During World War II, the United States and Great
Britain produced in excess of 3.5 million silk maps and
cloth maps for Allied military personnel to use as escape
maps. In 1940, the British military intelligence unit,
known as MI 9, started issuing silk maps for use by British
aircrews shot down over enemy occupied territory in Europe.
The silk maps were intended to assist airman in evading
capture. MI 9 also smuggled silk and tissue paper
escape maps into POW camps in Germany along with other
escape aids to encourage POWs to attempt escape.
After the US's entry into WWII, US military intelligence
officers learned of the activities of MI 9 and established a
similar intelligence unit referred to as MIS-X, which began
mass producing cloth maps and tissue paper escape maps for
US military personnel. The first US cloth maps were
printed on balloon cloth, but soon thereafter a more
suitable material, acetate rayon, was found and used for all
subsequent cloth maps.
This website recounts the histories of British silk maps and
US cloth maps prepared for the Army Air Forces and Navy, as
well as the two US organizations that prepared the escape
maps, the Army Map Service and the Aeronautical Chart
Service.
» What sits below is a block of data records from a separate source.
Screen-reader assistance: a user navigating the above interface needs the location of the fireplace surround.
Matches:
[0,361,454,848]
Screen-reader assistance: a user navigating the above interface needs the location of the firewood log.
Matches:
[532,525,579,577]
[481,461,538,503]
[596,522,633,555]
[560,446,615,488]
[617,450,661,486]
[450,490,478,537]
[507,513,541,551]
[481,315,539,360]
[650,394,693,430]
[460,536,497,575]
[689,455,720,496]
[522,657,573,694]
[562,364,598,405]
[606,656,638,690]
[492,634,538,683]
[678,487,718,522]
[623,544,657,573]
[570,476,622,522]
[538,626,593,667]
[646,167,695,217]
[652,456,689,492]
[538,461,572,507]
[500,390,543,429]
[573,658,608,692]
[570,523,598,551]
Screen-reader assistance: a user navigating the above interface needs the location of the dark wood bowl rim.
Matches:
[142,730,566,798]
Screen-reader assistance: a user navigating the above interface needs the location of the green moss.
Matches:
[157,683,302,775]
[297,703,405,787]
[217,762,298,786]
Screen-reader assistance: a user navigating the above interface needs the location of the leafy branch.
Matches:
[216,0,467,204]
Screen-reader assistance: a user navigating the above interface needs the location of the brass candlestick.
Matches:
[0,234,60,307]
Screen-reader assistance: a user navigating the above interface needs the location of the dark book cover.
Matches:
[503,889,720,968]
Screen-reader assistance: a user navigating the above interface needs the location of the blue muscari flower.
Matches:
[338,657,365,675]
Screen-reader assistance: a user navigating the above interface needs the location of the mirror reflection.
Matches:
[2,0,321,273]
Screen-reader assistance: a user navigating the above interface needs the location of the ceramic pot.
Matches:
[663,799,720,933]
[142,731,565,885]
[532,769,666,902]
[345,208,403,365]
Also, included is the history of the
oil cloth charts used by the US Navy on life rafts for
survival purposes. The site contains many photos of
these silk and cloth maps, along with some escape maps
produced during WWII by the Survey of India and the RAAF.
A few photos of tissue paper escape maps are also included.
All information contained on this website is for educational
purposes only. It is dedicated to the Allied men and
women who saved the world from tyranny.